Gli ultimi episodi avvenuti nella città di Catania hanno portato a gesti estremi di cui giovani, minori e non solo, si sono presi il merito, volgendosi soddisfatti e compiaciuti per le azioni svolte. Il recente episodio dei due minori che hanno spinto a terra un giovane in monopattino mentre percorreva il lungomare di Ogninaha rappresentato l’ennesima aggressione e l’inciviltà che regna in città.

Basta solo attirare l’attenzione con un video da far diventare virale sui social network. Una vera e propria moda: compiere gesti e bravate con il motorino, fare un video e poi condividerlo sui social. Tuttavia, si tratta di un’emergenza sociale e culturale sulla quale si trova la città che non riesce a costruire il suo futuro.

Non a caso, secondo il report di Numbeo, Catania si trova al primo posto tra le città del sud Europa con il più alto tasso di criminalità, pari al 61,72%; collocata al quinto posto, invece, considerando tutta la zona europea. La situazione diventa ancora più drammatica quando si legge che l’indice di sicurezza sia così basso, al 38,28%.

Atti vandalici, incivili, violenze e aggressioni sono i temi che più preoccupano le istituzioni che provano a rimediare, proponendo una serie di interventi. Uno dei più rilevanti arriva proprio dal Codacons che chiede di poter impiegare più forze dell’ordine e mezzi militari in giro per la città.

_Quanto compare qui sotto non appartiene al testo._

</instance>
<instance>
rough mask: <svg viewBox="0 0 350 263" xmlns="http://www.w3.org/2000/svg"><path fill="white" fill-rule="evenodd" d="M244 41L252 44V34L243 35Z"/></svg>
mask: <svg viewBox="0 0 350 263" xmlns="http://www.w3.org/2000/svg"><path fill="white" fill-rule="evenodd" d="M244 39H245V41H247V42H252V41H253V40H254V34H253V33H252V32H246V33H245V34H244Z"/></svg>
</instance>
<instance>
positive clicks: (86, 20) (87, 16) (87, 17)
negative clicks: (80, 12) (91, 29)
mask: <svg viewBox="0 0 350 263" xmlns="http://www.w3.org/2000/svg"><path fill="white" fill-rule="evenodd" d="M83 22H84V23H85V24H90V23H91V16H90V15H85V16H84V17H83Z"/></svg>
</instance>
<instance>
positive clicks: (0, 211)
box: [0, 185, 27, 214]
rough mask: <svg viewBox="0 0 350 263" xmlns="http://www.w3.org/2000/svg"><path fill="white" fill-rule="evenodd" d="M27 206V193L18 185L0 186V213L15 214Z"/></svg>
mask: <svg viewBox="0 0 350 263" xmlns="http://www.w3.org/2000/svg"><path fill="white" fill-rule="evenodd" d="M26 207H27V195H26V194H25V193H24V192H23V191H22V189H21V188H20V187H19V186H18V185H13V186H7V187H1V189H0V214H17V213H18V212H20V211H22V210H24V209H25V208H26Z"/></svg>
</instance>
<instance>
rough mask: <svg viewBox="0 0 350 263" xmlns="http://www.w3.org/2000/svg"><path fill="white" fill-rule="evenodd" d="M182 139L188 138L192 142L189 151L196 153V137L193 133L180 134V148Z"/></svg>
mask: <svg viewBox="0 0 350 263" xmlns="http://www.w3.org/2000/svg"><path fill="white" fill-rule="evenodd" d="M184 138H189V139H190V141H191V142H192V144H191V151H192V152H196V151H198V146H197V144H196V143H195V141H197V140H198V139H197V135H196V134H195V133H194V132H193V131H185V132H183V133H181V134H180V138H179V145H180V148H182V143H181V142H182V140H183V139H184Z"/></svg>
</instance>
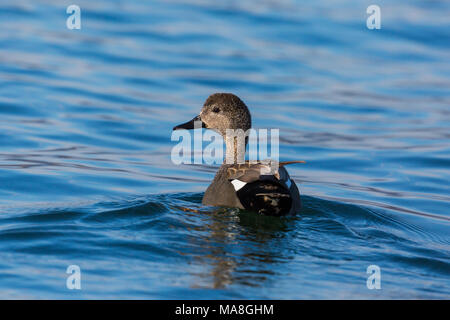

Anche il prefetto di Catania, Maria Carmela Librizzi, ha lanciato un appello in favore di un maggiore dispiegamento di esperti. “Bisogna intervenire”, ha dichiarato Librizzi, non solo con l’aumento delle forze dell’ordine, ma impiegando anche esperti come psicologi, sociologi e associazioni di volontariato che possano interferire nelle azioni svolte dai giovani.

Gira uno stato emotivo dominato dalla paura di non poter più vivere nella normalità, senza preoccuparsi di camminare sul marciapiede, senza dover pensare al luogo dove posteggiare la macchina prima che venga sbattuta o rubata. Paure che, purtroppo, si confermano ancora oggi e che fanno diminuire l’indice di sicurezza in tutta la città.